Blue Shield of California will have to pay rebates of over $100 per enrollee and turn over $93 million in excess profits to the federal government because it overcharged for coverage sold to individuals in 2014, according to data the health plan submitted Friday to regulators.
Health insurers are required under Obamacare rules to pay rebates to members if medical expenses account for less than 80% of the premiums collected in a given year. In addition, insurers must pay the federal government a portion of any profits above specified levels, payments that the government uses to offset excess losses experienced by other insurers.
In a regulatory filing in support of its planned rate increases for next year, Blue Shield reported that it expects to pay $93 million to the federal government and $54 million to its enrollees based on its 2014 results. Spread among the health plan's 503,829 individual plan members, the rebate payments would average $107 apiece.
The actual amounts could end up higher.

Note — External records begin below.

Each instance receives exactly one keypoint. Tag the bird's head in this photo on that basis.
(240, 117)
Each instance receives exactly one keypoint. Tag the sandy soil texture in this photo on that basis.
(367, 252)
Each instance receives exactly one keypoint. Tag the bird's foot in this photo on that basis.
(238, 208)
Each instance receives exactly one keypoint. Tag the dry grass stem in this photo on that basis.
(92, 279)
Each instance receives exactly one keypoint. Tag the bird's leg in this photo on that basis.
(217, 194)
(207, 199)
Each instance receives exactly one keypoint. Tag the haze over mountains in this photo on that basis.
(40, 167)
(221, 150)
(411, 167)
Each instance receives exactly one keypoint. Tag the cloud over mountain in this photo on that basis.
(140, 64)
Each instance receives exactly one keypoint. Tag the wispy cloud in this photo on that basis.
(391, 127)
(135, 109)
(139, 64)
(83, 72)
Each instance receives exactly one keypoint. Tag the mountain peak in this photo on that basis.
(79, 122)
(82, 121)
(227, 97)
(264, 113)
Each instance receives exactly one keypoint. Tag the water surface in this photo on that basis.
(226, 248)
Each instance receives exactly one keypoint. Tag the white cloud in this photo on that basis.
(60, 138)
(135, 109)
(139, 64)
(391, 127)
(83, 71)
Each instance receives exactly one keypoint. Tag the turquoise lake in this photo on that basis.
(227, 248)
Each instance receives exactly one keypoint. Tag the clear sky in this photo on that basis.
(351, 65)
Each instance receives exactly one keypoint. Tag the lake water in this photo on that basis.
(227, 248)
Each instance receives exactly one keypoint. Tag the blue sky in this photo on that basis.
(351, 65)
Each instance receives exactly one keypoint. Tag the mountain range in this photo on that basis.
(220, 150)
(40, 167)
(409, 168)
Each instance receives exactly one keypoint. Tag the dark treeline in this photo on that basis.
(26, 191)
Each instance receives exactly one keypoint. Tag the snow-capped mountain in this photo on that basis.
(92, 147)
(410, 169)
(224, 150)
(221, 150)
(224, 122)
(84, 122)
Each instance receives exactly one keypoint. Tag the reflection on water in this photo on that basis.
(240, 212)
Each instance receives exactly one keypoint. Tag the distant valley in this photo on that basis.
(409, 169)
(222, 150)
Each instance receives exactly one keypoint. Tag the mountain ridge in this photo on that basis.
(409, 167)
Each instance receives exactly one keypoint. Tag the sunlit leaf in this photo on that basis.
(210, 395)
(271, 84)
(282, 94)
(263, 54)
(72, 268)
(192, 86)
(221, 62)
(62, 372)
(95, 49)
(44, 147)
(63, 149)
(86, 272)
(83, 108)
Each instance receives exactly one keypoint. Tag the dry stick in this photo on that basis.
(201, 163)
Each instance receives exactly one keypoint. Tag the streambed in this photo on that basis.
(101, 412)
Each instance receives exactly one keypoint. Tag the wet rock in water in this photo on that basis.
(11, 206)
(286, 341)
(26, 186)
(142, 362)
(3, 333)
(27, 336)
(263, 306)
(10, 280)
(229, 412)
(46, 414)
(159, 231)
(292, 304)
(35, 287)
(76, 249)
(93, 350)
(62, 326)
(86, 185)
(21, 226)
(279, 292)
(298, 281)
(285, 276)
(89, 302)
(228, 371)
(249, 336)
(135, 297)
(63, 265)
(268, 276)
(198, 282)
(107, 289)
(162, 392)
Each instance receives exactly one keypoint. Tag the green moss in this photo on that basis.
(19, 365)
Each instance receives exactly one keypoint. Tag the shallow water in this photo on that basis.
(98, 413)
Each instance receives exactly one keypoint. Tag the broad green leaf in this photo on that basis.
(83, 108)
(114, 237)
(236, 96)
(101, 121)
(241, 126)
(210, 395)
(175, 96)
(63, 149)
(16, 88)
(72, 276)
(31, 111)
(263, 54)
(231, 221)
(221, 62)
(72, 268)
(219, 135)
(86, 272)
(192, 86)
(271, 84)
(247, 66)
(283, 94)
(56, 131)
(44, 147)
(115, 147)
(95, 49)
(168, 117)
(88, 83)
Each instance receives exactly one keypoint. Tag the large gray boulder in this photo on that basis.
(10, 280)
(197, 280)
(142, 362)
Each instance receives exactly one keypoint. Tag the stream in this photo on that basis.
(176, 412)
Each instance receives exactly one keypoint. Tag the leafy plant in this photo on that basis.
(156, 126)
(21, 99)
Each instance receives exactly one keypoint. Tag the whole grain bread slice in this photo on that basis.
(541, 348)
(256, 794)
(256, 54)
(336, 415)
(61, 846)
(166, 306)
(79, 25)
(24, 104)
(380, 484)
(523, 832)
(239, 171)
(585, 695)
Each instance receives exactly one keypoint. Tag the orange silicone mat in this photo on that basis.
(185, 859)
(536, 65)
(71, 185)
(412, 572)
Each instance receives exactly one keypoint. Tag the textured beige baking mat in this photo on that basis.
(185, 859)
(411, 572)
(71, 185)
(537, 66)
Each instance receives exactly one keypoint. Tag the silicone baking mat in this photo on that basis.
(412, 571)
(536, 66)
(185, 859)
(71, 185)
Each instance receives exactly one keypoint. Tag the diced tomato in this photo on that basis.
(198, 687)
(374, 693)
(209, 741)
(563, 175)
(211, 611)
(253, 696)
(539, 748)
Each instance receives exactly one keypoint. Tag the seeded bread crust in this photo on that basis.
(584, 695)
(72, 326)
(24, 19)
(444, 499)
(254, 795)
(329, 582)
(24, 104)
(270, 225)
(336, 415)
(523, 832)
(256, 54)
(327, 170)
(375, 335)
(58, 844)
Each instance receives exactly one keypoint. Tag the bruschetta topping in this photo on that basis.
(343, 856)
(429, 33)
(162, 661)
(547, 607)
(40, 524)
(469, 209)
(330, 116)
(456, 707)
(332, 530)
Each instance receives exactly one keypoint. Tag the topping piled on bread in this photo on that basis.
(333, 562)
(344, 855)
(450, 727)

A key element in calculating rebates is the total amount of Obamacare “premium stabilization” payments received by a health plan from the federal government. In its rate filing, Blue Shield estimated getting $461 million. But the government reported in June making total payments of $498 million to Blue Shield for its individual market business. Using the higher figure would produce a higher rebate amount.
Blue Shield must submit to federal regulators the final calculation of its 2014 rebate payments by August 31 and mail checks by September 30.
Update 8/5: The LA Times reported today that Blue Shield told the paper that it would be required to pay a total of $61.7 million in rebates to its individual customers or an average of $136 per enrollee. This is more than Blue Shield reported in its rate filing, and is likely due to the discrepancy described regarding the premium stabilization payments Blue Shield received.